The oil giant was in front of the Fifth Circuit in September complaining that the billions it would be estimated to pay to private businesses along the Gulf may be too much if the rules on "Business Economic Losses" remained so speculative.
Much of the issue was with the rules promulgated by the court-appointed settlement claims administrator Patrick Juneau, which purportedly allowed businesses to collect without proving losses were directly caused by the spill.
When these rules were appealed to the Fifth Circuit in October, the Court sided with BP stating that the district court could not approve a settlement of a class that included parties not actually damaged by the spill.
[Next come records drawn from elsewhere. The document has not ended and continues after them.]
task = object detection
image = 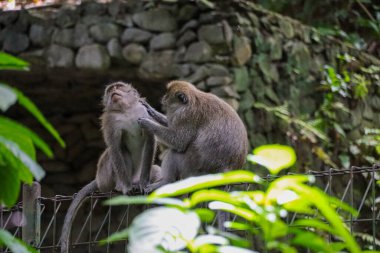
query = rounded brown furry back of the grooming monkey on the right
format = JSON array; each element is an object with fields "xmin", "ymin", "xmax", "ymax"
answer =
[{"xmin": 189, "ymin": 92, "xmax": 248, "ymax": 173}]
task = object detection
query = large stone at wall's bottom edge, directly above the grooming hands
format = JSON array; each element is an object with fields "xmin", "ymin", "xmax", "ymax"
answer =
[{"xmin": 138, "ymin": 50, "xmax": 175, "ymax": 81}]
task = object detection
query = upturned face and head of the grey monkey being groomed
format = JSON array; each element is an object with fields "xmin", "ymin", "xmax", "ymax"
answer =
[{"xmin": 103, "ymin": 82, "xmax": 140, "ymax": 111}]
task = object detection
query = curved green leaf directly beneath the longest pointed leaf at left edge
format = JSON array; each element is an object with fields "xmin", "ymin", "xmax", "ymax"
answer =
[{"xmin": 0, "ymin": 116, "xmax": 53, "ymax": 158}]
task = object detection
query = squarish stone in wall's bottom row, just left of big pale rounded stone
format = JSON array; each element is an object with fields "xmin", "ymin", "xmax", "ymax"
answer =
[{"xmin": 45, "ymin": 44, "xmax": 74, "ymax": 68}]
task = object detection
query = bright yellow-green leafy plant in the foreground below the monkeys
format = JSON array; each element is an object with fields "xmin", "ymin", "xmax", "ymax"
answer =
[{"xmin": 105, "ymin": 145, "xmax": 372, "ymax": 253}]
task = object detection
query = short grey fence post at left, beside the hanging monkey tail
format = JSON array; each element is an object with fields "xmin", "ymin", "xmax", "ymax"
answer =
[{"xmin": 22, "ymin": 182, "xmax": 41, "ymax": 246}]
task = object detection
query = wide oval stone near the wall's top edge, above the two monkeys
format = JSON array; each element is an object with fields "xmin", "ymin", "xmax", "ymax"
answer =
[{"xmin": 132, "ymin": 9, "xmax": 177, "ymax": 32}]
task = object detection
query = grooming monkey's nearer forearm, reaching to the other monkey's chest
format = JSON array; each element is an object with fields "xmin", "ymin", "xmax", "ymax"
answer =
[{"xmin": 138, "ymin": 118, "xmax": 196, "ymax": 152}]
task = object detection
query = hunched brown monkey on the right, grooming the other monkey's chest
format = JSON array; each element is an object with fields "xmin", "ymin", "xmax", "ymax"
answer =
[{"xmin": 138, "ymin": 81, "xmax": 248, "ymax": 191}]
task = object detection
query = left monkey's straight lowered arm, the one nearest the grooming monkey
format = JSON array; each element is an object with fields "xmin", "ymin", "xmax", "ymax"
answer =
[{"xmin": 140, "ymin": 131, "xmax": 156, "ymax": 189}]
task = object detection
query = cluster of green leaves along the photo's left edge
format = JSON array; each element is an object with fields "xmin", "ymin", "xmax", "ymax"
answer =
[{"xmin": 0, "ymin": 52, "xmax": 65, "ymax": 252}]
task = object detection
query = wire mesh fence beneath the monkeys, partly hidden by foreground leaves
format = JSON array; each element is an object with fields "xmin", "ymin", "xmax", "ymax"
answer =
[{"xmin": 0, "ymin": 165, "xmax": 380, "ymax": 253}]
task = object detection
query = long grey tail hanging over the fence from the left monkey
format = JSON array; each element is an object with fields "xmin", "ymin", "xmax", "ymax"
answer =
[{"xmin": 61, "ymin": 180, "xmax": 98, "ymax": 253}]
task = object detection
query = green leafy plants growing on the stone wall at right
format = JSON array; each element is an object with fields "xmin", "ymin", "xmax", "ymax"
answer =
[{"xmin": 254, "ymin": 53, "xmax": 380, "ymax": 168}]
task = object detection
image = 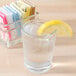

And any interpretation by Juneau to the contrary is unlawful.
The difference between this case and a normal private settlement is that class action settlements are governed by the confines of FRCP 23 ("Rule 23"), and courts can block class settlements which contain "overbroad class definitions."
The Fifth Circuit gave BP a nice preview of the Rule 23 argument against the settlement they would like to hear in its October ruling, and lo and behold, BP filed another appeal claiming Rule 23 violations.
This second appeal might be overkill, or even moot, considering that Juneau proposed new interim rules to the court in late October which he believed were compliant with the Fifth Circuit's ruling, reports the Times-Picayune.
It still takes a great deal of faith to believe that BP was largely in the dark about the consequences of a settlement agreement they signed, but possible abuse of an otherwise legitimate settlement is good cause for the Fifth Circuit to look closer.